Engineering

Walk-and-pick systems

This system is based on one or more pickers walking through the aisles using a pick cart. Each pick starts at a PD station after the picker empties his cart to pick the pick. This system is fairly flexible and requires a minimal capital investment hence mostly used in industries. The picker in this system spends most time walking rather than picking which is tiring and also wastes a lot of time. To reduce the amount of walking, the users of this system take either of the two measures; sequencing the picks to minimize the walking time or the pickers pick more than one order at each time.

The first measure is known as the Travelling Salesman Problem (TSP) while the second is referred to as Multiple Order Picking. During the TSP, many shoppers minimize their walking time by for example starting from one end of the store to the other end instead of entering the aisles in random order. The aim of the second measure is to reduce the walking distance the picker has to walk from one pick to the next in a given trip. To increase the picker’s efficiency there should be an increase in the number of picks per trip. The picker uses a picking cart with similar in both weight and volume and the items picked on a trip must be sorted by order number at the pickers return to the PD station.
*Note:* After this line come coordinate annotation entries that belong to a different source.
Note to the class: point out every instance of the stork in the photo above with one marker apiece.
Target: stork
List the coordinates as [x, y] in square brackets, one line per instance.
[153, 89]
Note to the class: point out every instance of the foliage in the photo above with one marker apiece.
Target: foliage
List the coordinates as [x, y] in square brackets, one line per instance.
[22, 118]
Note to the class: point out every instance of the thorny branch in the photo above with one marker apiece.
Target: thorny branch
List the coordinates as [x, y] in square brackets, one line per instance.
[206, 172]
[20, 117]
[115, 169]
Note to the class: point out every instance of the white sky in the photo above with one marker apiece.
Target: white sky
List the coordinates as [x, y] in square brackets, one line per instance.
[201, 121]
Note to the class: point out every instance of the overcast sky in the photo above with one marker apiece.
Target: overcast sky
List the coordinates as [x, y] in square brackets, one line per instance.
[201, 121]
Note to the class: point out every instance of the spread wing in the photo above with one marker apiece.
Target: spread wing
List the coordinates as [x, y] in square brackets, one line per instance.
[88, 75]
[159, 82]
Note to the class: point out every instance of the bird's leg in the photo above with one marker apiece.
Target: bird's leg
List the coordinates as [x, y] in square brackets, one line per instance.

Some carts can contain separate compartments and this will reduce the sorting process since the items belonging to the same order are placed in the same compartments.
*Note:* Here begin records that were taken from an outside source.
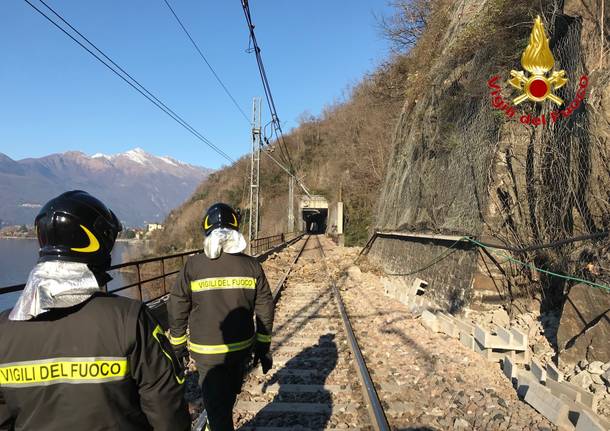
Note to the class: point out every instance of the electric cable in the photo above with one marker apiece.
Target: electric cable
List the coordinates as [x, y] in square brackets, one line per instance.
[492, 248]
[125, 75]
[207, 62]
[277, 126]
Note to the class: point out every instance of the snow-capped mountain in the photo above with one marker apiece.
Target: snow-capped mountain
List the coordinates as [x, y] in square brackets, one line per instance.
[139, 187]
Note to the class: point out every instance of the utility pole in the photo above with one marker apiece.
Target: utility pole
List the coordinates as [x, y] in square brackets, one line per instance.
[255, 158]
[290, 204]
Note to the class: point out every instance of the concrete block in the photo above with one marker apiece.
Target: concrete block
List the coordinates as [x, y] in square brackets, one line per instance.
[491, 341]
[509, 369]
[467, 340]
[430, 321]
[418, 287]
[553, 372]
[464, 327]
[446, 325]
[519, 338]
[538, 370]
[550, 406]
[589, 422]
[525, 380]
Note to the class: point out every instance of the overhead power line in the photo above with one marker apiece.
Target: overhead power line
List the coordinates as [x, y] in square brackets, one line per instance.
[207, 62]
[277, 126]
[125, 76]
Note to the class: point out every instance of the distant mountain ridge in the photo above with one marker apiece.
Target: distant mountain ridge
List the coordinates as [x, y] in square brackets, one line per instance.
[138, 186]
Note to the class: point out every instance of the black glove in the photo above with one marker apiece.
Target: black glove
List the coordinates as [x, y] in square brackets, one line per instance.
[262, 353]
[182, 354]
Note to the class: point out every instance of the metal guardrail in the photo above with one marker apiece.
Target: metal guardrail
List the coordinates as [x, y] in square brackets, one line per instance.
[149, 279]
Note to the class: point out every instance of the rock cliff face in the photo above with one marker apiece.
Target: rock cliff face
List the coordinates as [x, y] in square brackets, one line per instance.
[461, 167]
A number of variables such as the shape of the working area and the assignment of certain orders to each trip determine the operations of this system. The time expected to pick an order depends on the shape of the picking area, travel speed of the picker and the policy used in sequencing the picks. Estimating the picking time is straight forward. To estimate the walking time, one assumes the aisles are simple with no cross-aisles, are of equal length and the cross-aisles are only at the front and back of the picking area. The algorithms used to determine the optimum check are fast and not straightforward hence the heuristic policy is used to sequence the picks. Here the picker enters each aisle which has one or more picks and exits from the opposite end. The figures shown in the table contain examples of the heuristic policy.

End-of-aisle order picking

At this operating system, the containers are brought to the end of the aisle and the picker performs the pick and after completing the pick, the container is returned to the storage rack. This OP system analysis is only limited to the AS/RS miniload which is used for small or medium sized items. The results below are for the end-of-aisle as long as the chebyshev metric is used by the device and the storage area is rectangular. The assumptions used in-the-aisle OP systems are the same for end-of-aisle system. Randomized storage is used and a single pick is made from each container. The picker is then dedicated to the aisle. The storage rack is accurate with low accelerating and decelerating losses and if multiple aisles are required, they are similar in activity and the rack shape.